In the beginning of the story, Twyla introduces the gar girls as both the perpetrators and the victims of exclusion. The gar girls represent a particularly powerless demographic of society. They are young women who have been abandoned or abused by the adult figures who were supposed to protect them. As young children, Roberta and Twyla see the gar girls as gargoyles because of their made-up faces and their mean attitudes, but their appearances are a façade. Twyla’s thought process as an adult is more nuanced and introspective than her opinion as a child. She recognizes that the gar girls were tough and mean because their survival depended on it. The gar girls’ harsh energy appears to manifest as power, but in reality it is masking the pain that resonates beneath the surface.

"Bow legs! Bow legs!” Nothing. She just rocked on, the chin straps of her baby-boy hat swaying from side to side. I think we were wrong. I think she could hear and didn't let on. And it shames me even now to think there was somebody in there after all who heard us call her those names and couldn't tell on us.

Near the beginning of the story, Twyla describes the cruel way that she, Roberta, and others treated Maggie.
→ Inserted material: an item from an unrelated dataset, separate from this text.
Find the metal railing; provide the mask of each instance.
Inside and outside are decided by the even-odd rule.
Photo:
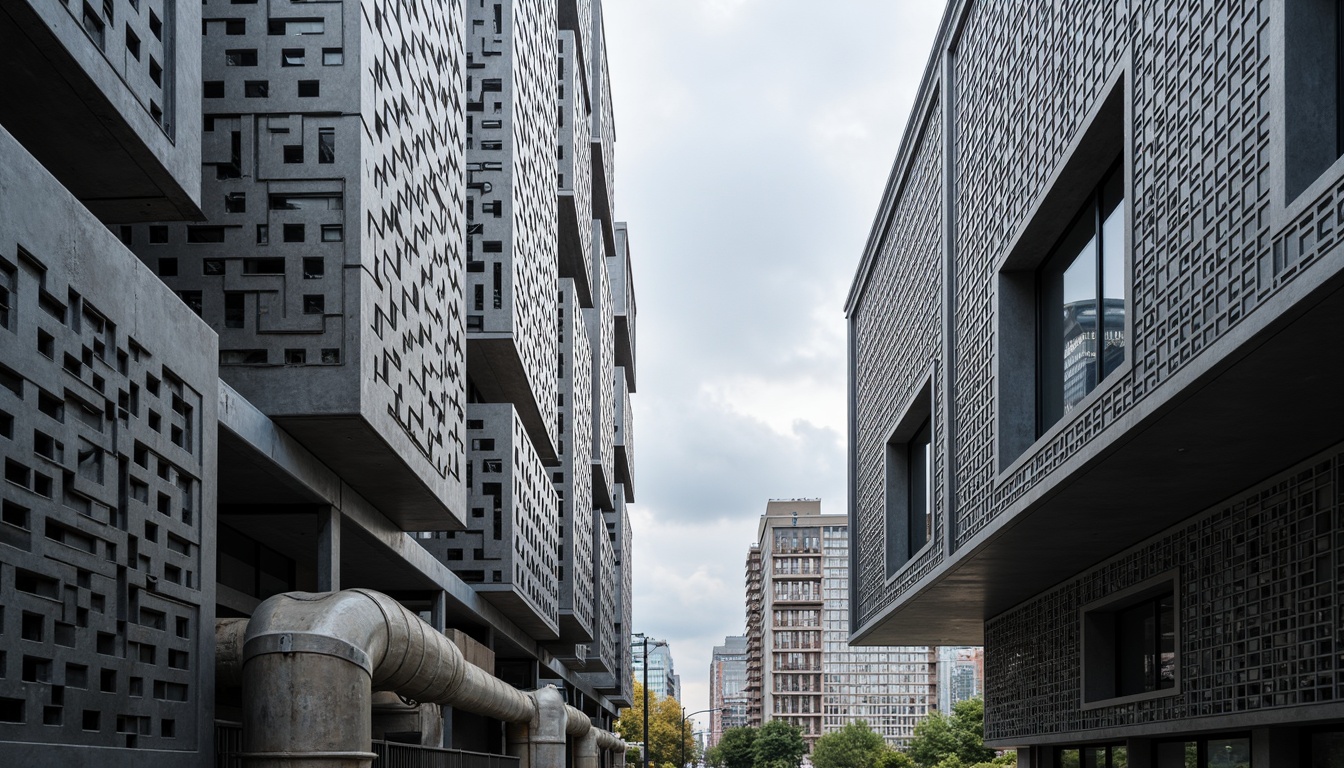
[[[216,768],[242,768],[243,727],[238,723],[215,723]],[[377,755],[375,768],[518,768],[518,758],[467,752],[461,749],[438,749],[396,741],[373,741],[372,751]]]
Maggie represents the lowest rung in the social hierarchy at St. Bonny’s, even lower than the girls sent to live there. The way others treat Maggie illustrates the desperate ways people often behave to keep themselves from being excluded. Twyla is already near the bottom of the social hierarchy because she has a living mother who is possibly a sex worker, her roommate is of a different race, and she doesn’t perform well in school. She is desperate to be above anyone, by any means necessary. Twyla’s shame, which resonates into adulthood, illustrates that she is aware it is wrong to put others down to hold yourself up. Her unspoken cognizance is a parallel to the way many people in society are silently complicit in the oppression of the most vulnerable.